For those who are not aware, Pedicab drivers (also known as a “Bicycle Rickshaw”) are one of the lowest income earners here in the Philippines.
From what I’ve heard, the going rate of these drivers has an average income of about Php 200 to Php 300 per day.
An income that may be enough for a single individual in the province but definitely not enough to support a family of 5.
I was able to talk to Mang Danilo (father of Grace) before they went to the oath taking.
According to him, he had to wear several hats to help make ends meet.
From early morning to almost midnight, he would ferry passengers in his pedicab on the streets.
His spouse is a house-wife taking care of 3 kids, so he needs to add more income for his family. Sometimes, he would run errands for a local Carenderia (Eatery).
And there are times that he worked for manual labor in exchange for basic foods like Fish & Vegetable like Ampalaya, Sitaw, and Okra.
As you can see from the photo, Mang Danilo really worked hard and long.
His dark skin complexion is from his long stay under the sun waiting for passengers.
His hands and palm are rough from the endless travel carrying his passengers to and from. It’s a tough life but he still does it for the sake of his children.
I’m sharing this story to you to hopefully inspire you. That if a merely Pedicab driver like Mang Danilo can bring his children to top universities then so do we.
Instead of complaining of the skyrocketing prices of the tuition fees of our kids, we should be thankful that we had a sturdy job at the office, in an air-conditioned room, and earning 10 times more.
While the youth should take note of Grace.
She probably sacrificed everything just to finish her degree. She Studied while everybody wants to Party.

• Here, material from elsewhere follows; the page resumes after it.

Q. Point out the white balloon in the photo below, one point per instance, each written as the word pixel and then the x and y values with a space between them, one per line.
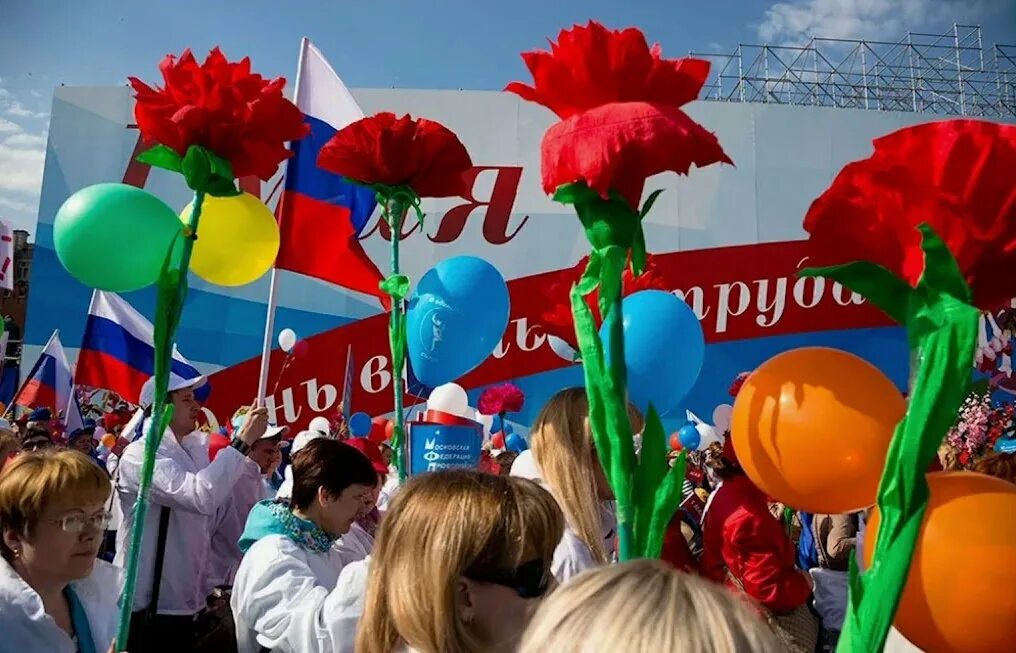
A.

She spent long nights reading books and grasping high grades knowing the fact that her father, who is miles away, is doing the same thing basked under the heat of the sun.
It is so nice to hear stories like Mang Danilo and Grace. They are the perfect example showing everybody that “Everything is Possible”.
“Life is not a matter of having good cards, but of playing a poor hand well”!
“You either get bitter or you get better”!
I used to think that I have a poor deck of cards.
But knowing that I have a supportive Father and a loving Mother. A strong united family consists of my wife and my 2 boys… I realized that I have a pretty good hand.
It is now up to me how to use it wisely.
I may not be as good as Mang Danilo and Grace, but at least I am trying.
How about you? How are you playing your cards lately?